Mr. Landis said Tuesday that the vast majority of the Sunni Arabs may well view the Islamic State movement in Syria and Iraq with fear, but there is still great risk that the U.S.-led airstrikes “will be perceived as an American injustice — even if there is this conglomerate of Arab potentates flying as America’s wingman.”

The “underlying problem,” Mr. Landis said, “is that Sunni Arabs in general feel like the U.S. has hurt them badly because it destroyed Sunni Arab control of Iraq and cast the Shiites to control in Baghdad” following a decadelong U.S. military occupation of Iraq.

Tight-lipped

U.S. defense officials Tuesday were tight-lipped on the role of the U.S. Arab allies in the current campaign. Pentagon spokesman Army Col. Steve Warren said Tuesday that some four dozen coalition aircraft participated in the campaign and that, collectively, their pilots dropped about 200 missiles on Islamic State targets in Syria.

But he offered no details, saying only that “those nations have requested that we not publicize their contributions” and that “they have said that they would like to discuss their actions” on their own.

Pentagon sources told The Washington Times that Qatari pilots were assigned to patrol Syrian airspace while pilots from other Arab allies were dropping bombs on Islamic State targets on Monday night.

“The Qataris conducted combat air patrol,” said one Pentagon official. “It means they flew around looking for enemy aircraft. In this case, Syrian aircraft.”
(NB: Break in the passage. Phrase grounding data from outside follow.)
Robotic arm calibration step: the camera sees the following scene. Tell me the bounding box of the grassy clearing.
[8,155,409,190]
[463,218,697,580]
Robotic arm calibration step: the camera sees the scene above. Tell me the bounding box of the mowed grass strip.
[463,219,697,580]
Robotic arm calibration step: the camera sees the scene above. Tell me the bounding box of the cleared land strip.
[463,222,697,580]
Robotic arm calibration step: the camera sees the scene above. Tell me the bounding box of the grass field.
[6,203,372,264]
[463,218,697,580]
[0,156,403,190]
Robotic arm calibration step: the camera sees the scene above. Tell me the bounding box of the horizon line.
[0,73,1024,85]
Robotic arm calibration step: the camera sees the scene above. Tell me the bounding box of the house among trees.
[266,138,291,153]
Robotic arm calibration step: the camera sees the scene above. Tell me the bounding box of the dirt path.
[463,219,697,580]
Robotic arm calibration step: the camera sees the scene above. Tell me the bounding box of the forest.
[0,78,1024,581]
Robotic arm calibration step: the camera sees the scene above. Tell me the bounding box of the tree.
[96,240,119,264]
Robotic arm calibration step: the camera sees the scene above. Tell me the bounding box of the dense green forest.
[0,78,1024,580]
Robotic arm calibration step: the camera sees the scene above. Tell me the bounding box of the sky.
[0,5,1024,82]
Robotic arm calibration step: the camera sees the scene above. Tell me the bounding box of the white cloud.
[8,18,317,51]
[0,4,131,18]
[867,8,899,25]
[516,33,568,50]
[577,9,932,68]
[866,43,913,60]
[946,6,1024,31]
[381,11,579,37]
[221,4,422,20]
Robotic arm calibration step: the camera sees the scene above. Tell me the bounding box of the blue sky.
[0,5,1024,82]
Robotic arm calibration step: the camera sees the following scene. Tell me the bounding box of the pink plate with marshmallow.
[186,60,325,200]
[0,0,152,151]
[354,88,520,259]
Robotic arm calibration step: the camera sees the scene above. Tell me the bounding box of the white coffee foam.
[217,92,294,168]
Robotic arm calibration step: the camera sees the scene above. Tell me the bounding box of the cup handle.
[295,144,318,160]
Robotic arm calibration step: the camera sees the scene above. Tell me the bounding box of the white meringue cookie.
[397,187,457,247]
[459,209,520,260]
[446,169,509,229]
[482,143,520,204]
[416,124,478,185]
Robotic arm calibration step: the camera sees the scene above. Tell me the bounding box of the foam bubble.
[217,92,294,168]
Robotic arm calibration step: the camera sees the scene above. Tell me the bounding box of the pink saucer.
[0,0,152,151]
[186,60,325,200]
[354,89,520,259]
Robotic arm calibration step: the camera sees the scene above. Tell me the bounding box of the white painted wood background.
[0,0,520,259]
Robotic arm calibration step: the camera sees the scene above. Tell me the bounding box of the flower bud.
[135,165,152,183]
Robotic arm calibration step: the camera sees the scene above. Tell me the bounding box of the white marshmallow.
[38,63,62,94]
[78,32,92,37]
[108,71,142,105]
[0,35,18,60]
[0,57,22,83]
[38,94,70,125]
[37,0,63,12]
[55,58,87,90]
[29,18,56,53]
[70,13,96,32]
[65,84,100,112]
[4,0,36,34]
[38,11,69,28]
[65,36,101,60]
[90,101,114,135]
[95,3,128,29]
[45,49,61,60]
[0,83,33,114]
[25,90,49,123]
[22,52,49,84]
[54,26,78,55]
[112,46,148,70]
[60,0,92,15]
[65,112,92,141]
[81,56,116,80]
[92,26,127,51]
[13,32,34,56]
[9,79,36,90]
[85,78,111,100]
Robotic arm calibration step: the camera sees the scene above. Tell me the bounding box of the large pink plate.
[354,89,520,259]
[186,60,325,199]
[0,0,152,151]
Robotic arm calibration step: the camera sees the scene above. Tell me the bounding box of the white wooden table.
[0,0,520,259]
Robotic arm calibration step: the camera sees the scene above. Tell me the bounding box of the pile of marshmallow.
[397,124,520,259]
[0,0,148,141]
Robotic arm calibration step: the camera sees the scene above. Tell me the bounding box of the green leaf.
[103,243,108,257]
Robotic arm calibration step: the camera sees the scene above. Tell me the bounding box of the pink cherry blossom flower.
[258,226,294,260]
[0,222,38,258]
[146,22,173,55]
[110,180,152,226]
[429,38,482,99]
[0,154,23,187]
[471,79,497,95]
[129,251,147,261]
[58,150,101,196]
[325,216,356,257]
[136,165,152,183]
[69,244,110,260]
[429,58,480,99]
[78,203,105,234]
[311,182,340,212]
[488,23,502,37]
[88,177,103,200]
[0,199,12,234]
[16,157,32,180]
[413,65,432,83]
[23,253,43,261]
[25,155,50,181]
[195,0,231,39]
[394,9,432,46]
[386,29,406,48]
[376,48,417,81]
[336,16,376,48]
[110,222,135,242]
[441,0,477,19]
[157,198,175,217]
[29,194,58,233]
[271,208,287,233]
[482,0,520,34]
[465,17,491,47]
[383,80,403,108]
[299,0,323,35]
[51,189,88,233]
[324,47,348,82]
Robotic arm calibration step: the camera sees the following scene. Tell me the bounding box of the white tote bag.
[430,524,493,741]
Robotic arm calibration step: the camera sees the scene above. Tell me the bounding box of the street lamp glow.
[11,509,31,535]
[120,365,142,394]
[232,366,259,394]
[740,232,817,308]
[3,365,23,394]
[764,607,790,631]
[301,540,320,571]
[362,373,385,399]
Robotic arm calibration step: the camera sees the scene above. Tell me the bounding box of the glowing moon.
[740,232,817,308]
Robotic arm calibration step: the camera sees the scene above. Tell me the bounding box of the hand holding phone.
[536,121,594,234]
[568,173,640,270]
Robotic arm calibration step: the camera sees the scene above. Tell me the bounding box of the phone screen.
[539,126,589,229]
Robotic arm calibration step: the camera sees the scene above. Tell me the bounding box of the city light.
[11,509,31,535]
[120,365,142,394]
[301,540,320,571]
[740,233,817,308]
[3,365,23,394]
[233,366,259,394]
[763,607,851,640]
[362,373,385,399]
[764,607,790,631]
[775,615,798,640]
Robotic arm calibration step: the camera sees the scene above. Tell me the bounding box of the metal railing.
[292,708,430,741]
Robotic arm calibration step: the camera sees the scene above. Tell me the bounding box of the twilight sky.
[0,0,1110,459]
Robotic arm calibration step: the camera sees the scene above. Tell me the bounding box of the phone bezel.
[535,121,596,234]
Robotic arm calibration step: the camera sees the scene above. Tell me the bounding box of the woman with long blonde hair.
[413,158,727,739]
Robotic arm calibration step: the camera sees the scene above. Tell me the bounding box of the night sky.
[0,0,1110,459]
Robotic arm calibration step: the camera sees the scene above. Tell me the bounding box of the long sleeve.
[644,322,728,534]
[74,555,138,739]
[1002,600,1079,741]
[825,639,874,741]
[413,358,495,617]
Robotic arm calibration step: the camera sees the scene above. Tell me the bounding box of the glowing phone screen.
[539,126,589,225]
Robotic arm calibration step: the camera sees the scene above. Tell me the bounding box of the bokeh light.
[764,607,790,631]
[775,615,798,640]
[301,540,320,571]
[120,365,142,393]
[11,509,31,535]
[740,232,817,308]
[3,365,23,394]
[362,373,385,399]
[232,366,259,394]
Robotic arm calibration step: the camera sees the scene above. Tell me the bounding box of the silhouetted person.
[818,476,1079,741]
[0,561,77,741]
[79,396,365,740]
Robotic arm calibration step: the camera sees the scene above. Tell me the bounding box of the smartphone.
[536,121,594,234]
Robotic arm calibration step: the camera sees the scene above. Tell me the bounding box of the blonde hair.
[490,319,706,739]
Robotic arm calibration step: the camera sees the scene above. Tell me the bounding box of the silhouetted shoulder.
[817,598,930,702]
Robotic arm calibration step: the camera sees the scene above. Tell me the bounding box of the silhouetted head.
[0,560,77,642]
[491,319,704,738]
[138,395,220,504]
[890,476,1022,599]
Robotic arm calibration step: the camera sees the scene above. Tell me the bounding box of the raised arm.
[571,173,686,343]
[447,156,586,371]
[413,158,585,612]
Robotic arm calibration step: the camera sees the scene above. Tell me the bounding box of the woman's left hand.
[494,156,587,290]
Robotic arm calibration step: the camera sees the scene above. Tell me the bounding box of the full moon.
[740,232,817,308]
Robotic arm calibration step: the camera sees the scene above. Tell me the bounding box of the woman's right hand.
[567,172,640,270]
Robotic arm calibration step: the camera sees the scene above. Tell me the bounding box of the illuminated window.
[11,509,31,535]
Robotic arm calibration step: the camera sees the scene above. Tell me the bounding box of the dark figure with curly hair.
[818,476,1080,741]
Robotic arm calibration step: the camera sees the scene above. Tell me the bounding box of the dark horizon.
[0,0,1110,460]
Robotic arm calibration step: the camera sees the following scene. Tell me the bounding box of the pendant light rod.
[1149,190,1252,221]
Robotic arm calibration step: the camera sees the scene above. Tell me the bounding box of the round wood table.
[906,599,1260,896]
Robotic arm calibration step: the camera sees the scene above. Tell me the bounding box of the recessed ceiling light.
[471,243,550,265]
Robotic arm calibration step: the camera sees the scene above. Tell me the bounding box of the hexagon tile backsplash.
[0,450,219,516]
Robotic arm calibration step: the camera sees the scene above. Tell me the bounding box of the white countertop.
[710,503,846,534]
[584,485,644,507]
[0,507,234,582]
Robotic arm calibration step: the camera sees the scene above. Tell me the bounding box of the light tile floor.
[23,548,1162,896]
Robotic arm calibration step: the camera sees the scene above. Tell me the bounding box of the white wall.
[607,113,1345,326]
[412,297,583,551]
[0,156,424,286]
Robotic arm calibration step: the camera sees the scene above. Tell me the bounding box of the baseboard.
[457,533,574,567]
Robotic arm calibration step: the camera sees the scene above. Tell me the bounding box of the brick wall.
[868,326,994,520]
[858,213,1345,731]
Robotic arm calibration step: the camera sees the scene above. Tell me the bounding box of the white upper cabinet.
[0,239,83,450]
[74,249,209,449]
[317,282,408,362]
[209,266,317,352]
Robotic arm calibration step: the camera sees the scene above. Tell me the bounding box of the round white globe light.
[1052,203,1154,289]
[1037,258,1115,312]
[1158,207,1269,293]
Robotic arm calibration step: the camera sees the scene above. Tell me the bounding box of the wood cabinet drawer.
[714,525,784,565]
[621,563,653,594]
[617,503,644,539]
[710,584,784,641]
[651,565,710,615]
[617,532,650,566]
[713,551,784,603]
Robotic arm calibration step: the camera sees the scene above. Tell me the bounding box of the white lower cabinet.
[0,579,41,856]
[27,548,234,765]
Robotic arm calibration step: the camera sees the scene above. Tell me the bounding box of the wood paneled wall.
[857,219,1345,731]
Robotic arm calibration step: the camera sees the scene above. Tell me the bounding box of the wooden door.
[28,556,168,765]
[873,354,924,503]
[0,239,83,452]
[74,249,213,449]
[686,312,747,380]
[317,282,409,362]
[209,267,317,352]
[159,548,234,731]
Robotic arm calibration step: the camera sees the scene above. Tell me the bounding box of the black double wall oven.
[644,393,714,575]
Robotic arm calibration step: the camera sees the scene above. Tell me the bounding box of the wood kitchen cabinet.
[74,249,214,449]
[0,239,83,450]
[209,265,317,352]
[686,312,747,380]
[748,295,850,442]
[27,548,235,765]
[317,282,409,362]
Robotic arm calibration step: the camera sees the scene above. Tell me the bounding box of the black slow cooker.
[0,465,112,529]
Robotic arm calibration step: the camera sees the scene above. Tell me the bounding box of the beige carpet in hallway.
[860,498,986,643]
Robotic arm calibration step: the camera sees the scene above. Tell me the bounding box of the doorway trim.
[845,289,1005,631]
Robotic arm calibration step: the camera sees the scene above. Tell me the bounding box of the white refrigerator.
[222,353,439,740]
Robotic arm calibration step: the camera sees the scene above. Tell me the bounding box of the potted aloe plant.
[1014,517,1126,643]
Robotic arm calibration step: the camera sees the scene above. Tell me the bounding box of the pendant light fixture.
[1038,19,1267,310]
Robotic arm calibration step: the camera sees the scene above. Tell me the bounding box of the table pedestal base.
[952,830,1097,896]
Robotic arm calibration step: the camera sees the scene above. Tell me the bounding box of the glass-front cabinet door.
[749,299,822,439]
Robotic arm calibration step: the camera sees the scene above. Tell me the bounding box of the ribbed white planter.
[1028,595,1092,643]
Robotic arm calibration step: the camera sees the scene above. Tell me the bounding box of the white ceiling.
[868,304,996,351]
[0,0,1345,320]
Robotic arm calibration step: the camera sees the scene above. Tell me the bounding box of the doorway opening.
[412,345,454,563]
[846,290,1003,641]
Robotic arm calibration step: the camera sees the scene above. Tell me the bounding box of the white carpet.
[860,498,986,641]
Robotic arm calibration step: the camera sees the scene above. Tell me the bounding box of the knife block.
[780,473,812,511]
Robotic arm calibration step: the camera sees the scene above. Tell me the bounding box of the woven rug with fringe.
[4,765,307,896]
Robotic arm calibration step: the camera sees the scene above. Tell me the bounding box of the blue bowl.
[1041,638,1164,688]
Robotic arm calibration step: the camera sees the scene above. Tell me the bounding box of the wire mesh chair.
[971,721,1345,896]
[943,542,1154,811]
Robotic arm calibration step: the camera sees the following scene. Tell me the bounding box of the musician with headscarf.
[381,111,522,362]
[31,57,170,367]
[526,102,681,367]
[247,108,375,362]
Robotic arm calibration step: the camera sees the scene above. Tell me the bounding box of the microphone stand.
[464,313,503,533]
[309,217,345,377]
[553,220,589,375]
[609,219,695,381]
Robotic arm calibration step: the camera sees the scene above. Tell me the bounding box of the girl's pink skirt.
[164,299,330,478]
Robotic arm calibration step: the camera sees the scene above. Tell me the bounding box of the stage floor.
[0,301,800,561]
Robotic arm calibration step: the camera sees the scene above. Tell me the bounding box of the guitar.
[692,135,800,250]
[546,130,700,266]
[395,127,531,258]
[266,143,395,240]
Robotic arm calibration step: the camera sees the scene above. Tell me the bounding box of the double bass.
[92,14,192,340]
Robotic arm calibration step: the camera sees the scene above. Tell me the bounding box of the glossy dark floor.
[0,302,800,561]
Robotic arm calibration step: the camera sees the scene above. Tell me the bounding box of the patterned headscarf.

Jordan’s military offered the most extensive justification for the mission, saying in a statement that it had decided to participate only after making repeated, failed requests to the government of Syrian President Bashar Assad to control the flow of militants roaming freely across the Syria-Jordan border during recent months.

Shaky alliance

Some analysts in Washington believe the silence from the Arab partners is because the Obama administration has only assembled a “paper coalition,” in the words of Clifford May, president of the Foundation for Defense of Democracies think tank.

Mr. May said the current level of support may soon waver if Washington is seen as indirectly bolstering the Shiite-aligned power of the Assad regime in Syria by defeating its Sunni extremist adversaries.

Some analysts said the strength of the coalition in the longer run will depend on the Obama administration following Monday’s strikes with ongoing action against the extremists.

Regional partners such as Bahrain, Jordan, Saudi Arabia and the UAE, and European allies like Britain and France, can be counted on if the Obama administration “shows it is truly committed and will listen as well as lead,” according to Tony Cordesman, a longtime Middle East and security analyst at the Center for Strategic International Studies in Washington.

Mr. Cordesman pointed to an analysis Tuesday saying the U.S.-Arab coalition “showed the U.S. effort to create an alliance was real, ended the Islamist State’s ability to claim that the fight was fought by foreign and crusader forces and effectively showed that this was an international effort, not simply a U.S. one.”

But Mr. Cordesman also noted challenges on the ground, such as whether Sunni Arabs will play an effective role in the ground assault against the Islamic State inside Iraq.

More broadly, Mr. Landis argued that beyond the Shiite-controlled governments in Syria and Iraq, there is widespread unease among Sunni Arabs toward their own Sunni-controlled governments.

“I think Arabs understand at this point there is something deeply dysfunctional about the political order of the Mideast,” he said. “The governments are not representative. While many citizens are fearful of slipping into civil war and being disobedient subjects, they still chafe at the political order.”